その場所に辿り着くのに毎回違う道を選んでは長い道のりを、時には同じ道を何度も巡って。
絶対に知られる事の無いように。
かつて。
街と言われていた廃墟の迷宮を抜けてその場所に辿り着く。
何重にも施された扉のロックを外して、その中へと入り込む。
「ただいま、ルルーシュ。」
そこは病的なまでに白い壁が支配する無機質な部屋。
装飾は一切ない。
その空疎な空間が支配する中で、唯一つの存在へと呼び掛ける。
「…すざく」
その声はずっと前から知っているのに自分の名前のイントネーションが微妙に違い、僅かな歪みを感じさせる。
扉の音で来訪を察したルルーシュは、まるで迷子のような瞳で僕を迎えた。
「ごめんね。

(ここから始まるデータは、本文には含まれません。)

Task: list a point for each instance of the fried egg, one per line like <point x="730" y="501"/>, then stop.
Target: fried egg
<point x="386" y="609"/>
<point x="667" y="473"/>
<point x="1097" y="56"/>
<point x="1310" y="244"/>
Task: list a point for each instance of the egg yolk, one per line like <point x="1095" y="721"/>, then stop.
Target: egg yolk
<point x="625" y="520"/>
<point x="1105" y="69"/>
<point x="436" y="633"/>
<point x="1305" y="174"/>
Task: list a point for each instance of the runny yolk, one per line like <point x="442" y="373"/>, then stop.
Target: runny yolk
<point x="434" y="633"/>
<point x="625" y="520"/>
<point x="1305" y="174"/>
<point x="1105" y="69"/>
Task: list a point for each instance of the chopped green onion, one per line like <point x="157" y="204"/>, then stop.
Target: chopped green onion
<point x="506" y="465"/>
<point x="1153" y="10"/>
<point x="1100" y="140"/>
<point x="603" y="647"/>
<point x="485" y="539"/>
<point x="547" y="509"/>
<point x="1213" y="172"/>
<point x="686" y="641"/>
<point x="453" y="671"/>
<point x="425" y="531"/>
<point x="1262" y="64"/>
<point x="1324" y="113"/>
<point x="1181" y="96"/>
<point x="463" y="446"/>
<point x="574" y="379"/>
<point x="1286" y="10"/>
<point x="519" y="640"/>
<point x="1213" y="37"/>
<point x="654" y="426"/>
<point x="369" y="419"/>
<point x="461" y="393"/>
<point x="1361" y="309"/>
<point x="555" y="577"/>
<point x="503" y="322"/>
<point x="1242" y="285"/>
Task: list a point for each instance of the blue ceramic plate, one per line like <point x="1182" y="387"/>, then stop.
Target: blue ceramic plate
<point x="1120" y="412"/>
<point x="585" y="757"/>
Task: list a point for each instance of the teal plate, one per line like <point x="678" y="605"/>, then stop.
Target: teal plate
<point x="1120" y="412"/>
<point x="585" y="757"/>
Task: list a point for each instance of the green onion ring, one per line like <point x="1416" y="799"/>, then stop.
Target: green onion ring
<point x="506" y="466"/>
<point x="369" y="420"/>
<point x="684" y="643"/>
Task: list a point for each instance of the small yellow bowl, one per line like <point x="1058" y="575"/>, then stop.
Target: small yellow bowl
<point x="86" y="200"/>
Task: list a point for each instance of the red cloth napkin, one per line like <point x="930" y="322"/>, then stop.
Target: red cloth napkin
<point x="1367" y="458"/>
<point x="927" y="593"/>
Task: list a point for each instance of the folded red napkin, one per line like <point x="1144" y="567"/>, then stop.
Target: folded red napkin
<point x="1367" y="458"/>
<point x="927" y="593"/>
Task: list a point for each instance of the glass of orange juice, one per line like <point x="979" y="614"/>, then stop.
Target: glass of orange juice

遅くなっちゃった。」
その言葉に小さく首を振って、傍まで来るその行動は幼子の様で。
「………」
抱き寄せれば、何も言わずに縋りついて来る。
また、寂しい思いをさせてしまった。
「ちょっと寄って来た所があって……」
もう、そんな事はしないと決めたのに。
自責の念に駆られながらも、柔らかく声を続ける。
「これ。誕生日おめでとう、ルルーシュ」
「これは……なんだ?」
目の前に差し出したケーキを不思議そうに見つめて真剣に悩んでいるようだ。
そんな様子に苦笑しつつ、ルルーシュの疑問に答えてやる。
「これは、ケーキ。今日はルルーシュの誕生日だからね」
これも、ルルーシュの記憶に残っていないものだろう。
「たん、じょうび?」
あの日から、全ての記憶を失ったルルーシュ。
自分の名前はおろか日常生活に必要な事さえ全て覚えていない。
「そう、ルルーシュが生まれてきた日だよ」
それを知った時。
このまま忘れてしまえば良いと思った。
だから。
「おめでとう……って言うのか?」
何も知らないルルーシュをここに閉じ込めて。
それから注意深く全ての情報を排除して、記憶を呼び起こす切っ掛けを与えないように。
「あはは、それを言うのは僕の方。…はい、食べて?」
フォークに刺して差し出せば、教えた通りに従順に口を開く無垢なルルーシュ。
「生まれて来てくれてありがとう」
素直に柔らかな体を預けて来くるルルーシュをかき抱いた。
「すざく」
細い指がそっと背中に置かれる。
その抱き締め返す仕草は、記憶を失う前のルルーシュと同じで。
自分の知るルルーシュを見つける度に嫌な予感を打ち消している。
だけど。
不安が付き纏って離れない。
「ルル……いい?」
瞳が意味を理解したのを示すように見開かれ、そして了承を瞼を震わせて微かに頷く事で伝えて来た。









「っ…ふ、はぁ…ん」
苦しい癖に、眉を寄せながら舌を積極的に絡めて来るルルーシュはいつも必至に何かに縋っているように思う。
「そんなに慌てなくても、大丈夫だから…」
背中をゆっくりと撫でながら宥めるけれども、しがみ付く手は強く握りしめられるばかり。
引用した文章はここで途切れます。